3.1.3. string 参数（根据内容搜索标签）

string（旧版为text）参数用于根据内容搜索标签。可以接受字符串、列表或正则表达式。
字符串：
返回包含指定内容的标签。
例如 soup.find_all(string=“Elsie”) 返回所有包含文本 “Elsie” 的标签。
列表：
返回包含列表中任一元素内容的标签。
例如 soup.find_all(string=[“Tillie”, “Elsie”, “Lacie”]) 返回所有包含文本 “Tillie”、“Elsie” 或 “Lacie” 的标签。
正则表达式：
使用正则表达式来匹配内容。
例如 soup.find_all(string=re.compile(“Dormouse”)) 返回所有包含文本中包含 “Dormouse” 的标签。

# 返回所有包含文本 "Elsie" 的标签
tags = soup.find_all(string="Elsie")
print(type(tags), tags)			# <class 'bs4.element.ResultSet'> ['Elsie']

# 返回所有包含文本 "Tillie"、"Elsie" 或 "Lacie" 的标签。
tags = soup.find_all(string=["Tillie", "Elsie", "Lacie"])
print(type(tags), tags)			# <class 'bs4.element.ResultSet'> ['Elsie', 'Lacie', 'Tillie']

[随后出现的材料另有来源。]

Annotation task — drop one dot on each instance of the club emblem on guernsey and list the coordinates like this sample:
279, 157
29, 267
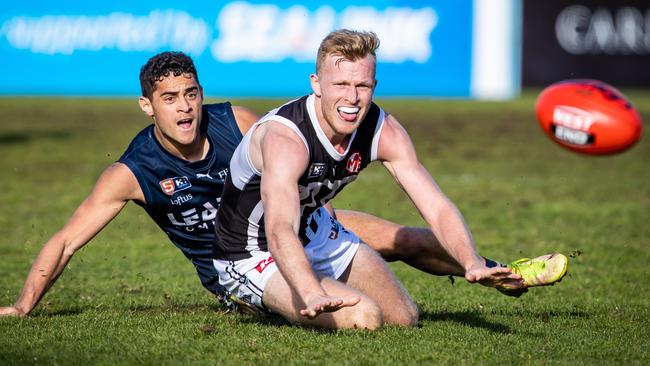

# 返回所有包含文本中包含 "Dormouse" 的标签。
# 只要包含Dormouse就可以
tags = soup.find_all(string=re.compile("Dormouse"))
print(type(tags), tags)			# <class 'bs4.element.ResultSet'> ["The Dormouse's story", "The Dormouse's story"]

3.1.4. limit 参数

find_all() 方法返回全部的搜索结构，如果文档树很大那么搜索会很慢。
如果我们不需要全部结果，可以使用 limit 参数限制返回结果的数量，效果与SQL中的limit关键字类似。当搜索到的结果数量达到 limit 的限制时，就停止搜索返回结果。
例如 soup.find_all(“a”, limit=2) 返回前两个标签。

tags = soup.find_all("a")
print(type(tags), len(tags), tags)	# <class 'bs4.element.ResultSet'> 3 [<a class="sister" href="http://example.com/elsie" id="link1">Elsie</a>, <a class="sister" href="http://example.com/lacie" id="link2">Lacie</a>, <a class="sister" href="http://example.com/tillie" id="link3">Tillie</a>]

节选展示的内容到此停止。